Les pro­cessus de récon­ci­liation qui ont lieu partout ailleurs dans le monde ne se déroulent pas dans l’obscurité mais en pleine lumière. Ils com­prennent des débats publics d’après les témoi­gnages des vic­times et la recon­nais­sance publique de la douleur, des droits et des com­promis réa­lisés par chaque partie concernée. Quelque 22 000 per­sonnes ont ainsi témoigné devant la Com­mission Récon­ci­liation et Vérité en Afrique du Sud, et des mil­lions de per­sonnes ont entendu leurs témoi­gnages à la télé­vision. Leurs témoi­gnages devant ces com­mis­sions a été l’occasion pour les vic­times de raconter et d’être reconnus et cela a permis d’une part à beaucoup de Sud Afri­cains de réa­liser pour la pre­mière fois l’étendue de l’oppression du régime d’apartheid et d’autre part de donner à la société la pos­si­bilité de faire face à la douleur du passé pour bâtir un avenir plus juste.

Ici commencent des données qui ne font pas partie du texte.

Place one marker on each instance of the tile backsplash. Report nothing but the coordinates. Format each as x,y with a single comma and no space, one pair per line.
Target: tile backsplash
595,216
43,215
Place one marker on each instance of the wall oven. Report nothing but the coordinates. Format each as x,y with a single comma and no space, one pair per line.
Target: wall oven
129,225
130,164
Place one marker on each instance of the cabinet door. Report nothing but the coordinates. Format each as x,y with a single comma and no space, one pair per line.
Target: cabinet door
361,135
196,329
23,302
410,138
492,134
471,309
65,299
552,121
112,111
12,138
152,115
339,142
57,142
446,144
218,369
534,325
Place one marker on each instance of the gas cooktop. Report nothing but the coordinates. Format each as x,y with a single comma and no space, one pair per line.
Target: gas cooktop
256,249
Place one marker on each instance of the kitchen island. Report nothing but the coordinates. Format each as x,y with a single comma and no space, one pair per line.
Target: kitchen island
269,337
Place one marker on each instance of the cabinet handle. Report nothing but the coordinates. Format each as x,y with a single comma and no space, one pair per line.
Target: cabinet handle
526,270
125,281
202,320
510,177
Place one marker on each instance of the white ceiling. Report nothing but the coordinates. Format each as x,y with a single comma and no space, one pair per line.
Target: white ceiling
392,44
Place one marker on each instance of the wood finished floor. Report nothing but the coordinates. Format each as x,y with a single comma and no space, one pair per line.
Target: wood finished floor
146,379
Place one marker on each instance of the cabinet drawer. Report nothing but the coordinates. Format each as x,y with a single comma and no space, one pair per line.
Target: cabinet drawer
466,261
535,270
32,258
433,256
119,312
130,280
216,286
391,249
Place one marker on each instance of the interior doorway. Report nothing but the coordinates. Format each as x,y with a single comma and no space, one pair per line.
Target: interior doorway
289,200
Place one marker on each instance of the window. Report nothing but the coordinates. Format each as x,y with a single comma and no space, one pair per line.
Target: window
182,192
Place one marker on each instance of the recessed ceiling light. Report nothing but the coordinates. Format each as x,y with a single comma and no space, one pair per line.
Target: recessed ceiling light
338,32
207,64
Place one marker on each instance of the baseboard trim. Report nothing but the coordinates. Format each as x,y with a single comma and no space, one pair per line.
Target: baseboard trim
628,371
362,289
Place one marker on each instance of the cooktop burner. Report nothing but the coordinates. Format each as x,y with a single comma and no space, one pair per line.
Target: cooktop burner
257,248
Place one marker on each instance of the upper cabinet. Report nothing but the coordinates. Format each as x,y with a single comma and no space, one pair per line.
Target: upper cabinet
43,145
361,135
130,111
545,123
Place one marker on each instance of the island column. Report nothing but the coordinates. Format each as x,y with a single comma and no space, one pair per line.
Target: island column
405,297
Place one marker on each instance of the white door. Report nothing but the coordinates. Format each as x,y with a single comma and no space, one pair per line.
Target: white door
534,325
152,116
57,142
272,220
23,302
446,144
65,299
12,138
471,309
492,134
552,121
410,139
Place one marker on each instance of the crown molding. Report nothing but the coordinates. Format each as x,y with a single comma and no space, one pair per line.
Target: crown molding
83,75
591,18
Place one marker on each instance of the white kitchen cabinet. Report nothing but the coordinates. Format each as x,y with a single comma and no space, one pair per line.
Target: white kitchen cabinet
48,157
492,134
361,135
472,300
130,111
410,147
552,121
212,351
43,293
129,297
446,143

En Israël les auto­rités pré­fèrent mener des dis­cus­sions secrètes et ne pas entendre l’histoire pales­ti­nienne. Nous conti­nuons de raconter l’histoire de notre retour sur la terre de nos pères. Mais quelle est l’histoire des Pales­ti­niens qui ont vécu ici, et à qui ce pays appar­tient aussi ? Pourquoi ne voulons nous pas entendre leur his­toire, l’histoire de la dépor­tation de cen­taines de mil­liers d’entre eux de leurs maisons, de la des­truction de leurs vil­lages et du vol de leurs pro­priétés ? Pourquoi ne devrions-​​nous pas entendre leur rêve de retourner dans leurs maisons à Jaffa, Ramle ou Lod ? De leur vie sous occu­pation, lorsque leurs uni­ver­sités étaient fermées pendant des années sur ordre du gou­verneur mili­taire ? Pourquoi ne voulons-​​nous pas entendre l’histoire d’enfants gran­dis­sants dans des maisons sur­peu­plées pendant des mois de couvre-​​feu, de bar­rages sur les routes, de bar­rières, de familles battues, humi­liées, arrêtées, de la vie sans droits ?

Il est temps de dis­cuter avec les Pales­ti­niens sur la manière dont nous allons vivre ensemble. N’y a-​​t-​​il vraiment per­sonne à qui parler ? Pourquoi ne voulons-​​nous pas parler de tout avec tout le monde, du passé, du présent et de l’avenir ?

Est-​​il pos­sible que Gilad Shalit soit encore en cap­tivité et que les tirs des roquettes Qassam conti­nuent non pas parce qu’il n’y a per­sonne à qui parler, mais parce que nous ne voulons pas entendre ce que les leaders pales­ti­niens ont à nous dire ? Nous devons parler clai­rement et ouver­tement –au sujet du passé, du présent et de l’avenir, au sujet d’une vie juste, et de rela­tions de voi­sinage décentes. Sans lignes rouge ou verte, sans condition préa­lable. Seulement sur la manière de concevoir la vie ensemble et sépa­rément, Juifs et Arabes, réconciliés.